Little Precious abducted the piglet and fled to Bubbles' cubicle.

I didn't say anything, I mean, how would that look if the crazy old fat lady tackled Little Precious to wrestle a stuffed piglet from her slimy little drool covered grasp? So I sat and I worked and I smiled that Stepford Wife smile that I've mastered since coming to live in Frog Pond Holler. Rosie just giggled and went on about how CUTE it was that Little Precious went straight for the piggy and ran.

Well hellfire, she told her to go see what she could find. What did she think she would do?

After they finished plundering the candy dish in Bubbles' office like a couple of cubicle pirates collecting their booty, they came back to my doorway and stood. Rosie told Little Precious to put the piggy back, that she couldn't keep it, all the while looking at me oddly, like I was somehow the bad guy and silently pleading with me to tell her she could keep it, which I did not.

Little Precious then took off, crying, like a bat out of hell up the hall to her waiting mother. I heard mumbling between Rosie and her daughter, the youngin' wailing, I sat here at my desk and cringed. Eventually I heard the wailing child and her mother go out the front door and a very frustrated Rosie returned to my cubicle with piggy in hand.

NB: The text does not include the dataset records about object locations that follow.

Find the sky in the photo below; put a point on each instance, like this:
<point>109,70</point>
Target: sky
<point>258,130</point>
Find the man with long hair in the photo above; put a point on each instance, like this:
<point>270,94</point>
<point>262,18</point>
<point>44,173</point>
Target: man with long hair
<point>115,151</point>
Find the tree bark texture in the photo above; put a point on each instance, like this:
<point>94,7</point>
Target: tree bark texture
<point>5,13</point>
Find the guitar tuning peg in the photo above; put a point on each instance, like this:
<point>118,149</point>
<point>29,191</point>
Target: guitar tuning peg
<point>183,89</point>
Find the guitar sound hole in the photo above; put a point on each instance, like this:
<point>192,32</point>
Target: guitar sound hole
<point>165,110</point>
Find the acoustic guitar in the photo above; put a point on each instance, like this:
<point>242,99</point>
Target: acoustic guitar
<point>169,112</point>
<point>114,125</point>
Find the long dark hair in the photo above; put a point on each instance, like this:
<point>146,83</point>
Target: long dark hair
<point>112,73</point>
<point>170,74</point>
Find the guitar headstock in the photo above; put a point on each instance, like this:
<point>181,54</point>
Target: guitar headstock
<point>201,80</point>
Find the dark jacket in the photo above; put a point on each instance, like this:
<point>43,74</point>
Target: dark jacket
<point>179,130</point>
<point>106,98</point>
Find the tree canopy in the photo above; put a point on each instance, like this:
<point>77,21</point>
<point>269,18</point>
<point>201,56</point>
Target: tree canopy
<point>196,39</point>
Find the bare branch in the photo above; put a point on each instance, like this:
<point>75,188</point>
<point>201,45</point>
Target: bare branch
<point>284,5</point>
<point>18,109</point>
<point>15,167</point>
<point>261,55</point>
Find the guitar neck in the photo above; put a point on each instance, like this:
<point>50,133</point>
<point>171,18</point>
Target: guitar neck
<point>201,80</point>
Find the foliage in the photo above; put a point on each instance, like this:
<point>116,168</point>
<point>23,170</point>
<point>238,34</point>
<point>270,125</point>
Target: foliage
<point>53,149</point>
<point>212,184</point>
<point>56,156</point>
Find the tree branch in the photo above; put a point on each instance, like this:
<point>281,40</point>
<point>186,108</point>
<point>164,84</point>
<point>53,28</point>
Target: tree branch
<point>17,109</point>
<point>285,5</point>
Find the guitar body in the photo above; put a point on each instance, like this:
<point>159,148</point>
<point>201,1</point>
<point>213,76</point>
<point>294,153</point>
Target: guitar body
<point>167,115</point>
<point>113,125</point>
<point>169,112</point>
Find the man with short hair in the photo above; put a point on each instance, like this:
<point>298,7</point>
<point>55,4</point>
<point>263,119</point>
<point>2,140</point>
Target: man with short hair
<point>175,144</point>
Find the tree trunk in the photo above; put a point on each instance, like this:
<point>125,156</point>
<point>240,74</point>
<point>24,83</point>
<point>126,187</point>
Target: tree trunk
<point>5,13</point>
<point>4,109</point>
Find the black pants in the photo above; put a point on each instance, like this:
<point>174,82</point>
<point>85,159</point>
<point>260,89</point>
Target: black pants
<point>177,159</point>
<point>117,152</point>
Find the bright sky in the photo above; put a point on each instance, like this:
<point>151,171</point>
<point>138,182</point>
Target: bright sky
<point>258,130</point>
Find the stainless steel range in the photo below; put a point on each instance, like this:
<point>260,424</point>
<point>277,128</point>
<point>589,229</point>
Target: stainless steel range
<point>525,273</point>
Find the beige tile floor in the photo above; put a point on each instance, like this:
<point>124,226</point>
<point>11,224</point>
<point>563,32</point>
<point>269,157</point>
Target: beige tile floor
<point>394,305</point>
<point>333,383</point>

I felt sort of bad, but sheesh. Since when did it become okay to teach children to enter a work space and help themselves to whatever they want? It's not about the pig, what if she'd grabbed my scissors and taken off with them? Taken a bite out of one of my plants, which may or may not be poisonous? Wouldn't it be more reasonable to use the opportunity to teach a small child to leave things alone when out away from home? I've heard about Rosie's shopping trips with Little Precious. Apparently they let her grab whatever she wants (and they are always amazed at how super smart she is when she points to something and begs for it) then just pay for it at the register.

This is way beyond the playful overindulgence of a grandmother over her grandchild. This is blatant irresponsibility. What ever happened to setting limits? Teaching children how to behave instead of just letting them run helter skelter, thinking the rules don't apply to them? I can only imagine what would happen to a child raised that way.

*cough* paris hilton *cough*

Bubbles is another one who brings her kids to the office regularly to run up and down the hall and yell like a couple of heatherns. I enjoy seeing them and remarking on how much they've grown, but they're wild, wide open, scurrying about like coked up little rats. I would have beaten the Amazon within an inch of her life if she'd gone out in public and acted like that. Oh don't go calling law enforcement, she only ever got one real spanking her whole life, but she knew I'd do it again and that was enough.

Bubbles on the other hand does spank her kids. I know this because she comes to work and brags about how many spankings she gave them on any given weekend. It makes my skin crawl.

Anywho, I'd better quit venting and do some actual work. I'm enjoying my Bubbles free week. Bossman is going to be out tomorrow until lunch too. Things are looking up all over.

Ya'll have a good week. We'll talk more later.